= Hopwood Middle School =

Secondary school in Saipan, Northern Mariana Islands

Hopwood Middle School, formerly Hopwood Junior High School, is a secondary school in Saipan, Northern Mariana Islands, a part of the Commonwealth of the Northern Mariana Islands Public School System.

Hopwood Junior High School (HJHS) was founded in 1949 as the Saipan Intermediate School and then renamed in 1962 after Admiral Herbert Gladstone Hopwood of the United States Navy. Admiral Hopwood served as Commander in Chief of the United States Pacific Fleet from 1958 to 1960. He was also the Commanding Officer for the Northern Mariana Islands in the 1950s.

During World War II, the location of the school was a cemetery for the Fourth Marine Division.

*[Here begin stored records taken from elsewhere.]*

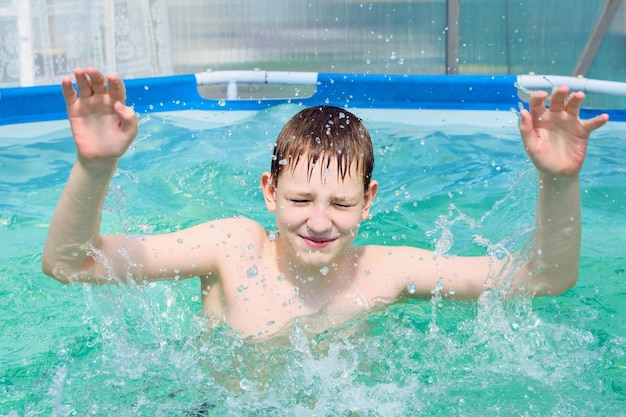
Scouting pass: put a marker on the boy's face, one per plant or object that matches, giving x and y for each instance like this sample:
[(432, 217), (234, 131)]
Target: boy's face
[(317, 216)]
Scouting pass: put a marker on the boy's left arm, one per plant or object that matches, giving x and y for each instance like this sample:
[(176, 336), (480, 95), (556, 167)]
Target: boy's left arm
[(555, 139)]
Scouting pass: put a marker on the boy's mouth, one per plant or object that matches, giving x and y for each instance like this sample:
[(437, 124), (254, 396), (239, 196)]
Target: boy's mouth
[(317, 242)]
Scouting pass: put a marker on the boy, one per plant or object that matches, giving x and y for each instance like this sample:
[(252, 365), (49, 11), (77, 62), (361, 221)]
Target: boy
[(320, 188)]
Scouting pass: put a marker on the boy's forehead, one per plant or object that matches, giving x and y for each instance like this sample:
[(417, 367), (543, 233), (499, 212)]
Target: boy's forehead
[(308, 171)]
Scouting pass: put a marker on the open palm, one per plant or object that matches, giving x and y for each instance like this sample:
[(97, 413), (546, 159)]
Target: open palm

HJHS's school mascot is the Hilitai (Mariana monitor lizard), and its school colors are dark blue and gold.

==Promotion Ceremony==
Every School Year, Hopwood Junior High School has a Promotion Ceremony for its eighth graders. On this day, they award the Top Ten, the Honorable Mentions, the Principal's Award (Leadership Award), the Commissioner's Award (salutatorian), and the Board of Education Award (valedictorian).

==American Scholastic Achievement League (ASAL)==
In 2006, Sam Nepaial was the United States Territories’ Champion for the American Scholastic Achievement League.

In 2007, Andrei Seki became the United States Territories’ Champion for the American Scholastic Achievement League.

Both received a Certificate of Merit (which is given to all competitors), a Medal, and a Trophy.